Oh yes, before I move on, there’s the little matter of what these fellas are all about and what they were showcasing – GameTrust develops an infrastructure engine to make community, persistency and premium (pay-for-play) features possible on casual games. At the show, aside from promoting their engine, they were backing a sponsored track at the AGC called, the “Casual Games Evolution Summit”.

Online Game Services, Inc.: Middleman and middleware services like GameTrust were more visible at this year’s AGC; Online Game Services was another one of such services pitched. OGSi had stacks of rack servers on display, to illustrate in visual terms who they are and what they do – that is, to offer a rapid-deployment, virtual IT department-styled MMOG server hosting and billing/community management solution. Try saying the last dozen or so words three times fast.

Of equal interest one of their clients nestled in their booth area, Gala-Net and the flying/fantasy PC MMOG game, Flyff (pronounced “fliff”) available for beta download through Gala-Net’s portal GPotato. Flyff qualified as one of the more unique titles at the Austin Game Conference, with a unique free flight-oriented theme. Expect to see more about this title on MPOGD.

Microsoft Casual Game Group: Mostly this booth may be known for its never-ending supply of swag, from clocks to flashlights to key rings to baseball caps.
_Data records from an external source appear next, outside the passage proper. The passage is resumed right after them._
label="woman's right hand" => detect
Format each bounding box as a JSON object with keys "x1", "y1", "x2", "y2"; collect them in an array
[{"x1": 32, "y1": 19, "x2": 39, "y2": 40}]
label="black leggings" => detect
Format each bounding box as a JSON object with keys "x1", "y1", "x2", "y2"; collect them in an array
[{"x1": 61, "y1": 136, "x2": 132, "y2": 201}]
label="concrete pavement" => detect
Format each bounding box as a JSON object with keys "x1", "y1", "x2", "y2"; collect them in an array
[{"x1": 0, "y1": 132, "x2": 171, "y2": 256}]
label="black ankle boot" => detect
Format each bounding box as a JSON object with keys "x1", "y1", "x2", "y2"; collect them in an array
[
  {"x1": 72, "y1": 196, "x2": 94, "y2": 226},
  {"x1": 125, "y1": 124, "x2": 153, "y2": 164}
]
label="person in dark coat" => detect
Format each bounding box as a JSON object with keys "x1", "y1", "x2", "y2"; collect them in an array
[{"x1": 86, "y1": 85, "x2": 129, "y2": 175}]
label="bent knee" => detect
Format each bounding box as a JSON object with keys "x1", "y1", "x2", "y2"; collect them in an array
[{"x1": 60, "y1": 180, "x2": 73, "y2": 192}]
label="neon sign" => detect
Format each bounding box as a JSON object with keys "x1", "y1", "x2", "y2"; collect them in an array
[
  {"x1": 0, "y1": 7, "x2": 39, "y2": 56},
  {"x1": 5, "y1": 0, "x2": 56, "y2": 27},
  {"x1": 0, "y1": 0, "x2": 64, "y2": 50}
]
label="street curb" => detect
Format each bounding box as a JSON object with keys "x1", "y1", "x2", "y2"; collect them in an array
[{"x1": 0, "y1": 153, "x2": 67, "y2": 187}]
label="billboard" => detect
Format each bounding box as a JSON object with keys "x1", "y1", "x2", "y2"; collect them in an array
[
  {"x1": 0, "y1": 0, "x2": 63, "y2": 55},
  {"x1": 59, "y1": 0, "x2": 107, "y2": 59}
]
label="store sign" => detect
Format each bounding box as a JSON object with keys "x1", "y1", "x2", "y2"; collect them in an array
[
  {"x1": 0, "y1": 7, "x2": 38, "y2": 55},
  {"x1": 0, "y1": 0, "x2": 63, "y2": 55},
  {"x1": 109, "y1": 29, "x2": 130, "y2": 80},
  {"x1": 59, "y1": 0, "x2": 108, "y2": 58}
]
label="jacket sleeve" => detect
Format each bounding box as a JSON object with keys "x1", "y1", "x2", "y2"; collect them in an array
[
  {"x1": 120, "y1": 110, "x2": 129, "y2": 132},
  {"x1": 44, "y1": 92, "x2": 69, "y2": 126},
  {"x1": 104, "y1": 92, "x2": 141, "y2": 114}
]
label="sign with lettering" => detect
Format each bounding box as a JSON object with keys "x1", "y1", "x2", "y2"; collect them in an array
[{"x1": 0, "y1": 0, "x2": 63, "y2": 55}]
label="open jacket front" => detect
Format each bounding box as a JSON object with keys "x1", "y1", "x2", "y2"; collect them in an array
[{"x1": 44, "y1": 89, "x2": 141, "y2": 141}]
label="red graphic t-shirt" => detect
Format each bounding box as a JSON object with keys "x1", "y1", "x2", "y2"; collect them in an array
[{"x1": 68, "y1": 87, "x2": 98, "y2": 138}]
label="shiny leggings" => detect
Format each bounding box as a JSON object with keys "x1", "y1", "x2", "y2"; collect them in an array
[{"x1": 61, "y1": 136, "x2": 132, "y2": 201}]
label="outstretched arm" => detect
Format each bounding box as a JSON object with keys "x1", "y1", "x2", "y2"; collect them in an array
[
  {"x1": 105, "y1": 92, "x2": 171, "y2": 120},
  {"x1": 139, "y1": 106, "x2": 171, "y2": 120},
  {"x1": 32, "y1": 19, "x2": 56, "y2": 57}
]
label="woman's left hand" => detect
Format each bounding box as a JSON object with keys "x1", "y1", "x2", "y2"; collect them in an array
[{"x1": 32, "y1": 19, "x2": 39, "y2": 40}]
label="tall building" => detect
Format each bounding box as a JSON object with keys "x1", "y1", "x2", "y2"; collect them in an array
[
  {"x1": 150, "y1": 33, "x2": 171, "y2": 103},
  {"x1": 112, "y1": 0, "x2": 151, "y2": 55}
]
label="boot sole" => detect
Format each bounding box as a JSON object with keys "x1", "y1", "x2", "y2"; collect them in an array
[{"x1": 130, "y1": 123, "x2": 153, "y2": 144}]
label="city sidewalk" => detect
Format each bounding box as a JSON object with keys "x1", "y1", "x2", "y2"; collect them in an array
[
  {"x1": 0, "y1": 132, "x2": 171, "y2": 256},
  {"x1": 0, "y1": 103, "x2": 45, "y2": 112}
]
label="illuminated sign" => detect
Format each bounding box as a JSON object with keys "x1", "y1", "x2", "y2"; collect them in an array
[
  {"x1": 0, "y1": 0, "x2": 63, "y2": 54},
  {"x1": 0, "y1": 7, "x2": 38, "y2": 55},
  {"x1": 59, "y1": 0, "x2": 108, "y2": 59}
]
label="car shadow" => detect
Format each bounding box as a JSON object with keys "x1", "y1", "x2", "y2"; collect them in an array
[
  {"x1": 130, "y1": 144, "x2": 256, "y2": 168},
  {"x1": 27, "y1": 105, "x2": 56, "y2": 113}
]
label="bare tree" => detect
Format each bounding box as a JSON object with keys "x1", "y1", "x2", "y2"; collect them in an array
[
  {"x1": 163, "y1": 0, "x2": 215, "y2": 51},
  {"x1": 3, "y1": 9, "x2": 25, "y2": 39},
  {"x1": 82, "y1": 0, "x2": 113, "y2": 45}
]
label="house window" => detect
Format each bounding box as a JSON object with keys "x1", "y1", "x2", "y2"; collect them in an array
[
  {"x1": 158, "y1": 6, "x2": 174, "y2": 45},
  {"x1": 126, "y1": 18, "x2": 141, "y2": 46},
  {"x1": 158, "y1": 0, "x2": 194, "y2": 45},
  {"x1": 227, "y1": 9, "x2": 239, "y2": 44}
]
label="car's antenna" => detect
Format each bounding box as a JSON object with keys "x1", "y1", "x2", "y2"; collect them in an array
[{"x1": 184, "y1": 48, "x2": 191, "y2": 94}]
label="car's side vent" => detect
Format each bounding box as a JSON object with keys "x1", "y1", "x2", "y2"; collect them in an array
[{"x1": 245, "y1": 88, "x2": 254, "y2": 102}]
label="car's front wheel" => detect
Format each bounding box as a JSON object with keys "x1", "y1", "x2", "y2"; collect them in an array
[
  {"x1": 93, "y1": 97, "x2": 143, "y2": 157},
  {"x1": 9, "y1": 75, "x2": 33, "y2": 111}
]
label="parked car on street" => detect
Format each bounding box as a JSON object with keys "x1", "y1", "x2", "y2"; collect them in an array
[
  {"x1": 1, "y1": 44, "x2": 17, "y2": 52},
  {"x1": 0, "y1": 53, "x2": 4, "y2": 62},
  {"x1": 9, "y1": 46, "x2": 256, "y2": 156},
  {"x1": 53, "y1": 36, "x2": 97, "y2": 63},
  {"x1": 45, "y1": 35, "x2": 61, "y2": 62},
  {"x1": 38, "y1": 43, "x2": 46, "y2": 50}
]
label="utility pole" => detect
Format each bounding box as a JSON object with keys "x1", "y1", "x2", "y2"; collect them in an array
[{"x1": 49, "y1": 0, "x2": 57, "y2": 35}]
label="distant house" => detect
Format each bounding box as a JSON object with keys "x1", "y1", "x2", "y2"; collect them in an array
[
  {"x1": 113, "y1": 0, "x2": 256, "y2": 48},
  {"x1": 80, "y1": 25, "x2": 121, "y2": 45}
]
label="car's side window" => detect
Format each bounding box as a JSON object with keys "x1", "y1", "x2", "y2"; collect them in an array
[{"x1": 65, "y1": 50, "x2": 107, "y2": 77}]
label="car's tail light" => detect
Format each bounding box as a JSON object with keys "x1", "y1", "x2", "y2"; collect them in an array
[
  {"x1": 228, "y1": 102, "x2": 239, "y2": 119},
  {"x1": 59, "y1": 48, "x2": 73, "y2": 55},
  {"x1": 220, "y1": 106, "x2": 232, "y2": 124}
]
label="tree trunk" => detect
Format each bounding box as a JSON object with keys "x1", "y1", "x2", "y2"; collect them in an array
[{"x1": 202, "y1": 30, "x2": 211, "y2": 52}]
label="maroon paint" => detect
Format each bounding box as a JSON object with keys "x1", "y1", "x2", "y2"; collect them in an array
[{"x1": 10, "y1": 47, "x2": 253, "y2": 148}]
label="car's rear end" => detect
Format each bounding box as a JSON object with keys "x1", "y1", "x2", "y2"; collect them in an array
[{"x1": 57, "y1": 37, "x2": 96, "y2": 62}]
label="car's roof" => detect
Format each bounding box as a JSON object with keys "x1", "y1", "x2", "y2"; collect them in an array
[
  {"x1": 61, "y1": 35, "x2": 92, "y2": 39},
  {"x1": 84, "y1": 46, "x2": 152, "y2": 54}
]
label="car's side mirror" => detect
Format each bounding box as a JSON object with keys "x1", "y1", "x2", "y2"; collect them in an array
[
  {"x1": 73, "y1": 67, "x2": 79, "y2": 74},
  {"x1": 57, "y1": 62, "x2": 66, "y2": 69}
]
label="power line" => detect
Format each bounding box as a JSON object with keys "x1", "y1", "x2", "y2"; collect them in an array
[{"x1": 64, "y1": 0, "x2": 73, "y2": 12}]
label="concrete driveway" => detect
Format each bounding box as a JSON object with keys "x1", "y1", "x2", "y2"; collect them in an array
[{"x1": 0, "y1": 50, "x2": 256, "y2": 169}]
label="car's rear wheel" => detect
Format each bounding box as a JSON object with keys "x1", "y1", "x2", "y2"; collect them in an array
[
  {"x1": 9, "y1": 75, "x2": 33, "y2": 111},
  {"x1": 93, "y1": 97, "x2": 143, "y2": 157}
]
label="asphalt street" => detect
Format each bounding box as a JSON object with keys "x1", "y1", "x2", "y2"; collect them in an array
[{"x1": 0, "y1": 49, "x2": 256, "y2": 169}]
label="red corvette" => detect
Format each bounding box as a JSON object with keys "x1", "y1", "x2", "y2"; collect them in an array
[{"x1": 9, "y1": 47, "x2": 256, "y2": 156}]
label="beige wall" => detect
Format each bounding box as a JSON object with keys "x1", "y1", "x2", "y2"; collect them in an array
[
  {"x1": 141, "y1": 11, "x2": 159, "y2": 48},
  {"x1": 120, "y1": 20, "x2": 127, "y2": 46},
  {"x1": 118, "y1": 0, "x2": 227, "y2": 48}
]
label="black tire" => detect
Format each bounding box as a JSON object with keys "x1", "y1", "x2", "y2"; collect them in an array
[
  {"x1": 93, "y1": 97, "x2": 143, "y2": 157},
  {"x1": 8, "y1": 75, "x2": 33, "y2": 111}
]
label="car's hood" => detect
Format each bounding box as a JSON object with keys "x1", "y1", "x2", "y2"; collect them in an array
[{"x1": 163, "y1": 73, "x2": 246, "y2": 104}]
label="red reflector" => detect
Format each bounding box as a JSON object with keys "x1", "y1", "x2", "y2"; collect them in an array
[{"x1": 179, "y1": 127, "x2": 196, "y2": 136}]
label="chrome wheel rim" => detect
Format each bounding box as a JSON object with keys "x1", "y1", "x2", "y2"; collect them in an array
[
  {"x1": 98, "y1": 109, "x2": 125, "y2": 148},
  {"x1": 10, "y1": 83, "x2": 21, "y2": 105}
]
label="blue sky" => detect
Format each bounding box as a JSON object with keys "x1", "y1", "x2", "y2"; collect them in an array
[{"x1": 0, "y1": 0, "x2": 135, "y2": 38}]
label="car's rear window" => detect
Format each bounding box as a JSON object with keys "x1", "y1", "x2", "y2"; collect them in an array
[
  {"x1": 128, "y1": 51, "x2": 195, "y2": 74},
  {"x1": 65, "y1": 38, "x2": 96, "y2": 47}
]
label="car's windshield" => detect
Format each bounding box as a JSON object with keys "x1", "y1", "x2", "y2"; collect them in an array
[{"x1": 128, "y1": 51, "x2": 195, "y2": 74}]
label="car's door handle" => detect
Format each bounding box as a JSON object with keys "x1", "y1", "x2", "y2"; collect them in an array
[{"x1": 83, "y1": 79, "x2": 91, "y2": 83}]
The Microsoft Casual Games Group broadly covers MSN, MSN Messenger, Windows, Windows Mobile and Xbox Live arcade games But, given the increased focus on casual gaming at the AGC this year, they were present primarily to show off casual and MSN Messenger-based games, whose current versions currently permit 2-player play – but soon will allow the fuller multiplayer experience of 4-player gaming.

Daegu Metropolitan City, Korea: This mysterious and ominously titled booth is actually no more complicated than an “Invest in our city/state/country” government-sponsored sort of booth you see at almost convention. Daegu is the fourth-largest city in South Korea, and the games they presented were developed in – you guessed it – Daegu.

In a nice, neat paragraph the games on parade included Grand Chase a richly-illustrated 2D world where multiple players can engage in real-time hand-to-hand combat, including combos, across platforms a la Super Mario Brothers; Tales Runner is a fairy tale-styled 3D world involving running races against your competition, so as to accomplish various goals; and the 3D overhead MMORPG Ran. All games are in various depths of Korean and haven’t been localized just yet.

PowerVR: File this under “interesting and cool”. Imagination Technologies, the parent company of PowerPR, showcased just how far mobile video technology has come, with their demo of what their video chipset could accomplish on a Dell Axim51v pocket PC. A single-player version of shareware Quake Mobile running at about 25 FPS on standard VGA (640x480) resolution was quite impressive. By no means would it replace a desktop experience running on a PC from even five years back, but for what it is, it was eye-catching and quite playable. Even more tantalizingly, a multiplayer version is expected soon. Quake Mobile is published by Pulse Interactive.

And even better, though I did not get to see it, is a version of Quake III Arena CE running on the Dell Axim51v. Not really in a playable and optimized state, the development shows how far and fast mobile technology has come. Who knows, in a couple years, you may be playing Doom 3 on a pocket PC.

To find out about the rest of the exhibitors, visit the official Tech Pavilion page here.


The Austin Game Conference remains the gold standard, as far as an event focusing on online multiplayer gaming goes, because of its friendly, intimate feel it hasn’t yet lost as some larger events have. Students, women in the industry, veteran and junior developers alike all have reasons to attend – the networking value alone is considerable. While not perfect – the heavily overlapping themes and familiarity of many of the sessions come to mind -- the Austin Game Conference has a lot to be proud of. I only have one phrase to sign off with: see you in 2006!